Three Mississippi congressmen have been asked to return donated funds to FTX months after the cryptocurrency exchange company filed for bankruptcy.
Prior to FTX’s collapse in November, the crypto company’s founder Sam Bankman-Fried had donated millions to campaigns during last year’s midterm election cycle, along with Ryan Salame and Nishad Singh. So far, an estimated 196 members of Congress have been identified as recipients of FTX funding, according to the Federal Election Commission.
Now, FTX’s Debtors are seeking to repay creditors $9 billion in total liabilities, with the current amount of recovered funds totaling $5 billion from cash and liquid cryptocurrency.
As stated in a press release from FTX Debtors, the company has sent “confidential messages to political figures, political action funds, and other recipients of contributions or other payments that were made by or at the direction of the FTX Debtors, Samuel Bankman-Fried, or other officers or principals of the FTX Debtors.”

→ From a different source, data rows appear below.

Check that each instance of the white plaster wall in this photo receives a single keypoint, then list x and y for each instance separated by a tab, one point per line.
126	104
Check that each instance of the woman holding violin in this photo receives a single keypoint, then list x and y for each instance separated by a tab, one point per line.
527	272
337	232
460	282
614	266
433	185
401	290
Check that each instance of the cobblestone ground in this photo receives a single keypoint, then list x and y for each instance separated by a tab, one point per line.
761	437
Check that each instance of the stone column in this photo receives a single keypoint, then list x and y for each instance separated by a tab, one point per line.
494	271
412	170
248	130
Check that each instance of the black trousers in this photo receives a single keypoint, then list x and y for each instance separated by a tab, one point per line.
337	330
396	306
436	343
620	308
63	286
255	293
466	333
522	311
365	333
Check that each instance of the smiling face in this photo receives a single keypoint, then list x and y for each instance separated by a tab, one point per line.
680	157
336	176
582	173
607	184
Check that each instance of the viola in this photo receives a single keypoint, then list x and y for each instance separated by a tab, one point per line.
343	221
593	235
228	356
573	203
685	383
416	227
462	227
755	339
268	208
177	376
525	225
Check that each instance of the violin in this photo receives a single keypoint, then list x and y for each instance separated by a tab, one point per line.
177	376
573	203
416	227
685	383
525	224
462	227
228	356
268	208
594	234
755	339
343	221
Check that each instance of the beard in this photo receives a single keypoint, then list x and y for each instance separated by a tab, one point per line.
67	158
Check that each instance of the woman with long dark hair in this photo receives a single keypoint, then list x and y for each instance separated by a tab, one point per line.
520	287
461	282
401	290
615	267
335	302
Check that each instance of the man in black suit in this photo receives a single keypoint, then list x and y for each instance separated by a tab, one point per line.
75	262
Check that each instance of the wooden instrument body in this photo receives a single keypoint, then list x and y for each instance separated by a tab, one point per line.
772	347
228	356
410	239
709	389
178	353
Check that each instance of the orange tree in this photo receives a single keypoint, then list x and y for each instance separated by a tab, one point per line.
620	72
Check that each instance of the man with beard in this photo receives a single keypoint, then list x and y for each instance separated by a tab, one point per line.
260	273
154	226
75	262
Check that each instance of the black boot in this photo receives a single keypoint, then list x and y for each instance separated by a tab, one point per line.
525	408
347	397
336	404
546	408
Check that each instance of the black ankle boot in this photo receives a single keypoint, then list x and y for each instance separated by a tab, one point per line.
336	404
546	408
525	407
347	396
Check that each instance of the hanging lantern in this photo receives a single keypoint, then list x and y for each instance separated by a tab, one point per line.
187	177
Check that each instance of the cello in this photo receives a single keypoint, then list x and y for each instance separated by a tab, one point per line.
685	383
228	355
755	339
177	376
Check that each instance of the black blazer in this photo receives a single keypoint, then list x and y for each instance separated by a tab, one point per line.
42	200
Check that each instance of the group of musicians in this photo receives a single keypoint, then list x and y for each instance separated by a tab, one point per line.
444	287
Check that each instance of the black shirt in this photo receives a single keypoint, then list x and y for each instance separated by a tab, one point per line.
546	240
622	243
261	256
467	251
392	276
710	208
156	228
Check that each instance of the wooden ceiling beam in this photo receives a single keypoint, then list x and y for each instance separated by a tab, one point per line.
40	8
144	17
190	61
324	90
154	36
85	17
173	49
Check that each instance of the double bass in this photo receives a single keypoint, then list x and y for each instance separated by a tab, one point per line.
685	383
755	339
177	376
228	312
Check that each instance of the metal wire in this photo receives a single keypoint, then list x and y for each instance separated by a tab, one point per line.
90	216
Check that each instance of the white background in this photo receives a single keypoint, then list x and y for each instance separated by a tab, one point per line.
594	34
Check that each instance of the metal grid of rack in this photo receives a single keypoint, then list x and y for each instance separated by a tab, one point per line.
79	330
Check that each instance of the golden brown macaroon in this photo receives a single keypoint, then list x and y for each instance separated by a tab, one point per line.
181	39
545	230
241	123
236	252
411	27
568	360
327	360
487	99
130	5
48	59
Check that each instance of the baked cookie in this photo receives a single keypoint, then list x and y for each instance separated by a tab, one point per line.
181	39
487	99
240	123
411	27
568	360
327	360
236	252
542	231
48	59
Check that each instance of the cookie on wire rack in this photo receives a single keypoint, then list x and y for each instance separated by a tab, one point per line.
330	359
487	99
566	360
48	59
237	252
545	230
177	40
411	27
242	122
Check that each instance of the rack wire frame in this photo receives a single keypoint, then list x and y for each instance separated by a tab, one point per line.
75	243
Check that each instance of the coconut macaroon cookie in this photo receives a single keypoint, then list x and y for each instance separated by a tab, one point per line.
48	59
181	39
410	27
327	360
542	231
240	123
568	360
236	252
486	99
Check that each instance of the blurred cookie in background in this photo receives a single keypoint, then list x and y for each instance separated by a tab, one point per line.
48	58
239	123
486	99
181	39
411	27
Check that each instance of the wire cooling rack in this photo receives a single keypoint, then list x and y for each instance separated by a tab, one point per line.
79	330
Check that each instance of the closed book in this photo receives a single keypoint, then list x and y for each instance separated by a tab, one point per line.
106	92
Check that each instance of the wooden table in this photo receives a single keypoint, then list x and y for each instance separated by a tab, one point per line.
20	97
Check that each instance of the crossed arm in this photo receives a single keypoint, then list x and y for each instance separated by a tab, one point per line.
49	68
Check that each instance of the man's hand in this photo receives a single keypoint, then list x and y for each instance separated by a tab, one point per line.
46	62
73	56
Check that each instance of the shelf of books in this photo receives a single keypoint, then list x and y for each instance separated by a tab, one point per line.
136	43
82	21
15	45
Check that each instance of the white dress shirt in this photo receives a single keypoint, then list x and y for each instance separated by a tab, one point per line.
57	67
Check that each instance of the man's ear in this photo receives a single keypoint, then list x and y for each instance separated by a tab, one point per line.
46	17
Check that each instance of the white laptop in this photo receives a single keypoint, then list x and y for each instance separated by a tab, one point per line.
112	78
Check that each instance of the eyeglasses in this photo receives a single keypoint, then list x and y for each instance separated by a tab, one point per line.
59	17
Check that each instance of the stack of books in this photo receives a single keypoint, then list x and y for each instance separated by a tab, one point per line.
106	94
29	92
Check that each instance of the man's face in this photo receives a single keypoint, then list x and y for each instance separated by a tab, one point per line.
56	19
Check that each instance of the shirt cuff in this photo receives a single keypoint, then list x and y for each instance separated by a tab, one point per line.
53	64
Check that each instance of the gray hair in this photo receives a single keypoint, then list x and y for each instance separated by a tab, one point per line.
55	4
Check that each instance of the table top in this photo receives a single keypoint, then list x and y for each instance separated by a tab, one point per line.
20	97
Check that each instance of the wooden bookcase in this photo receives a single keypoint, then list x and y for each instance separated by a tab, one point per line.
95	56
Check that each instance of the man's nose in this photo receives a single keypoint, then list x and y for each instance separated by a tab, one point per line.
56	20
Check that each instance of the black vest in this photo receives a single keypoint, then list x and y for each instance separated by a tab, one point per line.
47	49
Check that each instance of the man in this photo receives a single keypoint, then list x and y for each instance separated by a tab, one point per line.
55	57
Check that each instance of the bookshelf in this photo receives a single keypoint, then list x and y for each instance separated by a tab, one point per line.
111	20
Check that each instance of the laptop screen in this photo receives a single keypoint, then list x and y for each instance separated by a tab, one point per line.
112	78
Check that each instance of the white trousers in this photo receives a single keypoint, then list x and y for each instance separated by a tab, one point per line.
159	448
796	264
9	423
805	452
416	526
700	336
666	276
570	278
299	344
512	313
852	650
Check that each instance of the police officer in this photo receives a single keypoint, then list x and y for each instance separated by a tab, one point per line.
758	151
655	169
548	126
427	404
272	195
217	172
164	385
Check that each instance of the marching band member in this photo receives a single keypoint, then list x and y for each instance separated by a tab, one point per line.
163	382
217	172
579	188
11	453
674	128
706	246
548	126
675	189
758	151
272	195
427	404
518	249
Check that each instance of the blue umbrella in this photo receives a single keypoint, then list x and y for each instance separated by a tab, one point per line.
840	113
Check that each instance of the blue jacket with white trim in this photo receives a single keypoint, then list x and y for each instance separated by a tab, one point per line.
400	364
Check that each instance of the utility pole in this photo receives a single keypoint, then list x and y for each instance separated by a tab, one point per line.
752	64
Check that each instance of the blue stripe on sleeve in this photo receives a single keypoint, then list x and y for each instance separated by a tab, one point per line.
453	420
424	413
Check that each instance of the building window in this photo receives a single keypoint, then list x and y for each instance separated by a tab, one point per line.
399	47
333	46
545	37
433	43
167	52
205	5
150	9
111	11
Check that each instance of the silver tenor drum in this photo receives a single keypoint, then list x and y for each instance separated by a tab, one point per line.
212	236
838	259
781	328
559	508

Salame, who was co-chief executive officer at FTX and a Republican mega-donor, was reported to have donated funds to the congressional campaigns of Republican Representatives Trent Kelly and Michael Guest in 2022. FTX Director of Engineering, Nishad Singh, was also said to have given to Democratic Representative Bennie Thompson.
Out of the funding awarded to the congressmen, Kelly’s campaign team has released that he has already returned or plans to return the money to FTX, while Thompson’s was recorded to have been donated. Guest has not yet stated if the allocated funds have been spent, donated, or returned at this time.
In addition, Alameda Research, a cryptocurrency trading firm also founded by Bankman-Fried, is said to have donated nearly $10,000 in funding to the Mississippi Democratic Party.
Each recipient will be required to return the funds to FTX Debtors by the end of the month, as the company states that it “reserves the right to commence actions before the Bankruptcy Court to require the return of such payments, with interest accruing from the date any action is commenced.”
FTX Debtors added in the release that donating the funds to a third party does not prevent the company from seeking to recover the funds.